Some insight into this question comes from one of the members on the WOL support group. He thought that online games in which you get to shape your environment, so-called sandbox games, had a better chance of reducing loneliness than your basic run-of-the-mill action packed, violent games, such as WoW.
To me, there seems to be two distinct threads running through the findings of the study and the comments by the WOL member. One thread is the idea of authenticity. Online games give you the opportunity to pretend to be someone else, someone who is not you, to wear a mask, and hide your true self. Very much in real life, we do wear masks and hide our true selves from others for a variety of different reasons. One of the biggest ones is probably because we are afraid we will be rejected if we show our true selves to others. The problem with mask-wearing is that you can never truly connect with others, whether it be face-to-face, or online. You cannot share the deeper, more intimate aspects of your life with others and without that connection, the relationship will remain shallow and meaningless. This thread of authenticity is connected to the finding of identity experimentation, where the real self may be hidden behind a variety of experimental identities. Similarly sandbox games allows for a much more complex, rich, and revealing manifestation of one's self. It allows a person to really express who they are in a variety of ways beyond just the typical avatar in online gaming. Imagine creating a world that is a reflection of you and then having others interact with it. That is certainly a powerful tool of communication.
The second thread is the idea that online gaming does not magically make things different. If a person is lonely offline, when he/she goes online, the difficulty of connecting with others still remains. It's no surprise that less lonely folks have an easier time having a wider variety of communication partners online, because they already have the skill set to do so. They already know how to initiate conversations, how to build collaborations, how to resolve conflict, how to ask probing questions, etc. But for lonely folk lacking that skill set, getting immersed in an online world won't make a difference. I think this fact is reflective in other areas online as well. I've heard many lonely folk say that online dating sites simply do not work.

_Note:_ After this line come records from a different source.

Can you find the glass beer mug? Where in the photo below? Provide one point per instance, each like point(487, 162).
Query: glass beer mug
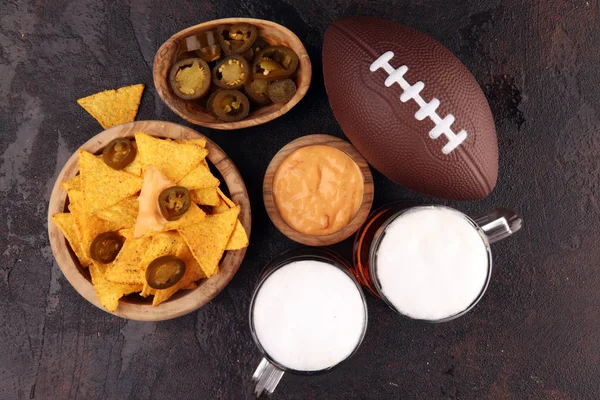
point(307, 315)
point(430, 263)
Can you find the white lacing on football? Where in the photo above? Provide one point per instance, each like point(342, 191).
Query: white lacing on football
point(442, 126)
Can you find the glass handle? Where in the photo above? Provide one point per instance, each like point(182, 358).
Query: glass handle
point(499, 224)
point(265, 379)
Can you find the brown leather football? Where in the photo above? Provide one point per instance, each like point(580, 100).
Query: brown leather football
point(411, 108)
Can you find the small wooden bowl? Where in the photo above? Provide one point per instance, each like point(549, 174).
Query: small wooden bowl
point(362, 213)
point(184, 301)
point(191, 111)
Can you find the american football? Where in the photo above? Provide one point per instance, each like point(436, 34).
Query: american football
point(411, 108)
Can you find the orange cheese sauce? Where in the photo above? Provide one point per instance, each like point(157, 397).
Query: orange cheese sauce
point(149, 216)
point(318, 190)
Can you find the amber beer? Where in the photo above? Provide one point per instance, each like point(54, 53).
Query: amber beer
point(430, 263)
point(362, 246)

Perhaps that is true, but if you had difficulty dating offline, you are going to have difficulty dating online as well. Nothing changes except the means of communication. If you are, for example, a jealous person, it will become manifest in either medium.
Online gaming can certainly be a powerful tool for helping people connect with one another. However, if you are a lonely person, being able to use that tool to connect with others may still prove to be difficult.